Cualquiera que conozca México sabe de qué hablo. En tres años he sobornado y me han extorsionado sindicatos, abogados, actuarios, todo tipo de cuerpos de policía e incluso me he apostado la cuantía de una multa en una carrera por la autopista de Michoacán con la Policía Federal.  No soy una excepción; todos los expatriados españoles pueden contar cientos de historias de este tipo. Al poco de llegar a México comprendes que o te adaptas o sobras.

  

Con estos elementos en juego es fácil suponer lo que pasa en Ciudad Juárez y en toda la frontera mexicana.

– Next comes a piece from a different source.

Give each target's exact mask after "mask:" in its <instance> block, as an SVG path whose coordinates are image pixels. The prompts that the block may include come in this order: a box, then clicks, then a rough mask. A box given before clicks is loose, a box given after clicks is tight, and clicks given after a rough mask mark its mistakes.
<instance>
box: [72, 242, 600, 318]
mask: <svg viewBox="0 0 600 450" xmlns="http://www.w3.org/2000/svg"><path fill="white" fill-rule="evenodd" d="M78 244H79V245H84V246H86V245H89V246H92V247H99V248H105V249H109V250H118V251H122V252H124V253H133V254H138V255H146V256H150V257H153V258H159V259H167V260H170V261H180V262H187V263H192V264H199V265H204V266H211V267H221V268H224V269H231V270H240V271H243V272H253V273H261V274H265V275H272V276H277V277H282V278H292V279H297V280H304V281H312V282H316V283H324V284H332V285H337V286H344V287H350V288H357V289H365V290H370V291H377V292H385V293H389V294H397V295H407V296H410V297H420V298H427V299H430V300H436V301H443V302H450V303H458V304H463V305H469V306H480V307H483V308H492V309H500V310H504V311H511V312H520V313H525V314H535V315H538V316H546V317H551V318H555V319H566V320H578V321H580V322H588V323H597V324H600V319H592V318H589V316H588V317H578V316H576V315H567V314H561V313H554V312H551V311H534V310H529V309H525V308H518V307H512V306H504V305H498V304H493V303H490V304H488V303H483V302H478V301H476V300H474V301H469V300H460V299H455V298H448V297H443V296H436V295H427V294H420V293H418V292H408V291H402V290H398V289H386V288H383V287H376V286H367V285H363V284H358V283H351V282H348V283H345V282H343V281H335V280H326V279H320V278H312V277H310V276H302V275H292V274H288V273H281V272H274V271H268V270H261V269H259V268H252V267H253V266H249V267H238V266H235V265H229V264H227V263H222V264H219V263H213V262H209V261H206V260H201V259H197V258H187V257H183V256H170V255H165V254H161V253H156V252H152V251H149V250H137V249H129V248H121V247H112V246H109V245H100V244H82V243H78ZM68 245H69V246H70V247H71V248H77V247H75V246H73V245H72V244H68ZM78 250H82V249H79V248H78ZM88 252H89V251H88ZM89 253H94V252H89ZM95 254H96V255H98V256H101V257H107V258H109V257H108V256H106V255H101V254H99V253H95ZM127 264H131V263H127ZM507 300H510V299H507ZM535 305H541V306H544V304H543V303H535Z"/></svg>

Tan sencillo como admitir que en esa zona se concentra lo peor de México: Supersticiones, desprecio a la vida, lugares poco poblados y por lo tanto discretos, y un business a la mexicana donde probablemente estén implicadas las autoridades locales y del estado al más alto nivel, junto con unos cuantos caciques de la zona y autoridades yankees. Esa es la parte oferente; la que organiza. La demandante: Narcos, nuevos ricos, Estadounidenses degenerados, niños fresas en busca de emociones y en definitiva todo aquel que tenga dinero y esté lo suficientemente perturbado como para excitarse violando y  torturando al resto.

  

Hablamos de mucho más que de unas desapariciones o asesinatos. Hablamos de un problema que existe en parte de la sociedad y que tiene sus raíces en lo más profundo del México negro; en el sadismo, la incultura, el racismo, el clasismo, la frustración, la superchería, la maldad, la frivolidad con la muerte y todo lo relativo a lo que pueda resumirse en la pérdida de valores y en la degeneración más oscura; pero sobre todo; hablamos de negocios. Un negocio anclado en las diferencias étnicas y de clase que hace que algunos vean al ciudadano mestizo de a pié, como ganado.

  Seguirán las muertes en toda la frontera y seguirán mientras México sea México; porque una de las normas no escritas del país dice que entre bomberos es mejor no pisarse la manguera y en México la ley no sirve para nada, pero no os quepa duda de que lo no escrito, siempre es Ley.